Why should you not go to grad school? For one thing, if you do, you may unwittingly contribute to the destruction of all that is good in literature, according to Ron Rosenbaum, writing for Slate:

Recently I received an email from an editor at Bookforum who was asking a number of writers to contribute essays to a book to be called Should I Go to Grad School? …I had recently spoken to a grad school class on Shakespeare at NYU (led by my colleague, the gifted poet and memoirist Meghan O’Rourke) about my book The Shakespeare Wars. And if all grad school teachers of literature were like her, I would have no problem with the institution.

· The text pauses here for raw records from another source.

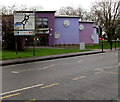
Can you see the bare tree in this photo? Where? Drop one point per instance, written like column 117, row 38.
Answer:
column 67, row 11
column 107, row 13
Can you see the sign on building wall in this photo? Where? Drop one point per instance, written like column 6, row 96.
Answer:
column 24, row 23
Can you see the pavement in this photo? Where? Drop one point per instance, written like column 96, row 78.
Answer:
column 42, row 58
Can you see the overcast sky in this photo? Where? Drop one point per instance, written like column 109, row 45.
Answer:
column 50, row 4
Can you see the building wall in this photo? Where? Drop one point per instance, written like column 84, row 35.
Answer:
column 87, row 32
column 96, row 36
column 51, row 24
column 69, row 34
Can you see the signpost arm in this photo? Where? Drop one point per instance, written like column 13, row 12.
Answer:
column 16, row 45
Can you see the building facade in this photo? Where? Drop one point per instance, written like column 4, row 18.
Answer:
column 66, row 30
column 51, row 30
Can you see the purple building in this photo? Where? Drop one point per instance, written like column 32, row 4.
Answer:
column 67, row 30
column 62, row 30
column 45, row 27
column 88, row 33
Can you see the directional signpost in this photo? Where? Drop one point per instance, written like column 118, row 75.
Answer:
column 24, row 25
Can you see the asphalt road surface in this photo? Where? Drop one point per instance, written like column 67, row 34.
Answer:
column 88, row 77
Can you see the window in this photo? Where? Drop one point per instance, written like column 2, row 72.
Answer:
column 41, row 23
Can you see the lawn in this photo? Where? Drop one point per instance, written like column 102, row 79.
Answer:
column 106, row 45
column 38, row 52
column 28, row 52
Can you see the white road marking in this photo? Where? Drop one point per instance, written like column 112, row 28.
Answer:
column 81, row 77
column 103, row 68
column 21, row 89
column 18, row 71
column 15, row 72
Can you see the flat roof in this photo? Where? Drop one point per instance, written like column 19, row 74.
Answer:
column 86, row 21
column 35, row 11
column 66, row 16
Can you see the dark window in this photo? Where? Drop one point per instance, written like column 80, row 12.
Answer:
column 41, row 23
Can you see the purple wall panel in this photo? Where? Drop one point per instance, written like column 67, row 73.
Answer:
column 68, row 35
column 96, row 37
column 51, row 25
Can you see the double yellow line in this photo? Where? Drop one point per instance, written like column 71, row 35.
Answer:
column 11, row 95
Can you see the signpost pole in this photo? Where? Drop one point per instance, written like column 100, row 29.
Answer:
column 16, row 45
column 34, row 45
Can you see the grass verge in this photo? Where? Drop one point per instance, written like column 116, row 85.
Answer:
column 6, row 54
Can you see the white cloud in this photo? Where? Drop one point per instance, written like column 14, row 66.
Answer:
column 50, row 4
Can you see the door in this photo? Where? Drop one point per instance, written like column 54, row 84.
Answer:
column 44, row 40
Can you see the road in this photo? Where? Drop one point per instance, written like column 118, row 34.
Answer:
column 88, row 77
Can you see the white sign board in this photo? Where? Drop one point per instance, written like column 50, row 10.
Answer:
column 24, row 32
column 24, row 21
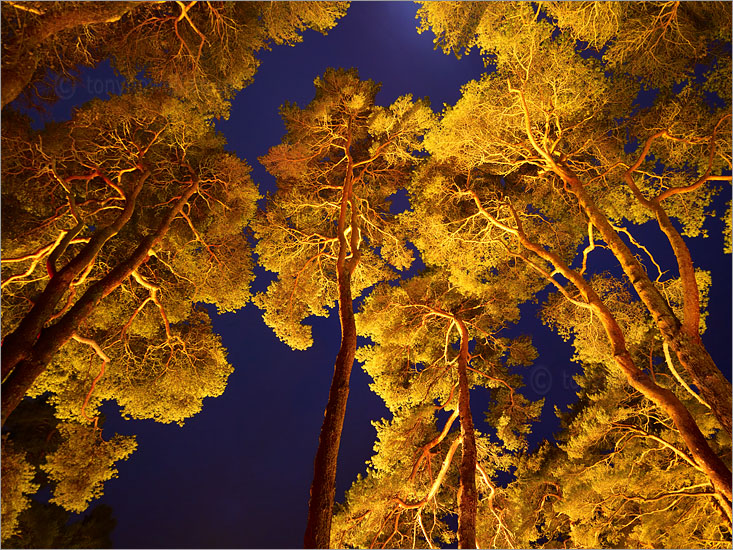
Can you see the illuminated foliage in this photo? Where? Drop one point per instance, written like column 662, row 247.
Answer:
column 69, row 452
column 17, row 486
column 82, row 463
column 423, row 370
column 138, row 214
column 327, row 232
column 557, row 124
column 204, row 51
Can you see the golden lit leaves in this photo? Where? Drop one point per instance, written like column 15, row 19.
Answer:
column 342, row 155
column 17, row 486
column 82, row 463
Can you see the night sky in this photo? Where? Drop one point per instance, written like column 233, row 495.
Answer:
column 237, row 475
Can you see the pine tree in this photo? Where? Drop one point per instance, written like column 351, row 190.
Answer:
column 340, row 161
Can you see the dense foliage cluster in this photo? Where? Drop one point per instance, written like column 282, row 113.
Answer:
column 593, row 122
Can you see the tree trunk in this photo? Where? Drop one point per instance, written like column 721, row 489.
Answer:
column 323, row 487
column 18, row 344
column 20, row 61
column 52, row 338
column 718, row 473
column 712, row 384
column 467, row 496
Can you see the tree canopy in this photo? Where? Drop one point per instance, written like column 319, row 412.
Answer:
column 569, row 180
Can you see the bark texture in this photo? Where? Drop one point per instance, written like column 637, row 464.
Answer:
column 693, row 356
column 323, row 487
column 18, row 344
column 52, row 338
column 20, row 60
column 467, row 495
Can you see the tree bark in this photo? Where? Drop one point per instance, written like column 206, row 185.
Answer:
column 52, row 338
column 467, row 495
column 20, row 61
column 710, row 381
column 17, row 345
column 716, row 470
column 323, row 487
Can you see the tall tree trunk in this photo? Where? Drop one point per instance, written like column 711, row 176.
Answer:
column 323, row 487
column 18, row 344
column 714, row 387
column 52, row 338
column 20, row 61
column 717, row 471
column 467, row 496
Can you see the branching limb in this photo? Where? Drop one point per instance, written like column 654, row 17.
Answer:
column 684, row 384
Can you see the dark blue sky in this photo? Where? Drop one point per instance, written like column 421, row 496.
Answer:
column 237, row 475
column 239, row 472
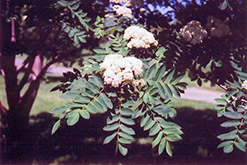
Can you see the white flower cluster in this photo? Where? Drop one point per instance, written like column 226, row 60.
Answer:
column 139, row 37
column 217, row 28
column 244, row 85
column 122, row 11
column 193, row 32
column 139, row 83
column 128, row 3
column 119, row 69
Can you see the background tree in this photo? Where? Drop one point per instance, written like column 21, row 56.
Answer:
column 32, row 29
column 203, row 39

But I must admit I expressed some very “strong feelings” in that class. Specifically about the controversy stirred up by some academics who have arrogated to themselves spurious authority to discard parts of Hamlet. I had indeed emphatically warned the impressively bright students in the seminar against the kind of grad school-nurtured exegesis of Shakespeare most egregiously represented by James Shapiro in the section of his book, 1599, wherein he purports to read Shakespeare’s mind and discover that Shakespeare would have wanted to cut, trash, delete, and disappear Hamlet’s final soliloquy; one of the high points of the play and of Shakespeare’s entire oeuvre.

… As I suggest in my book, the mind-reading case Shapiro makes for the excision is no small matter. It’s emblematic of a whole academic mindset, of the sort of tin-eared arrogance that would consign to the dustbin on no good authority 35 eloquently tormented lines of self-reflection by one of the greatest characters in world literature—a character defined by his penchant for introspection and self-reflection—on the basis of a half-baked theory. In this case, the theory that Shakespeare decided he wanted to revise Hamlet to make Hamlet more of an action hero! Like Schwarzenegger in True Lies! Or maybe a Bruce Willis vehicle: Die Hard With a Vengeance: The Elsinore Conundrum.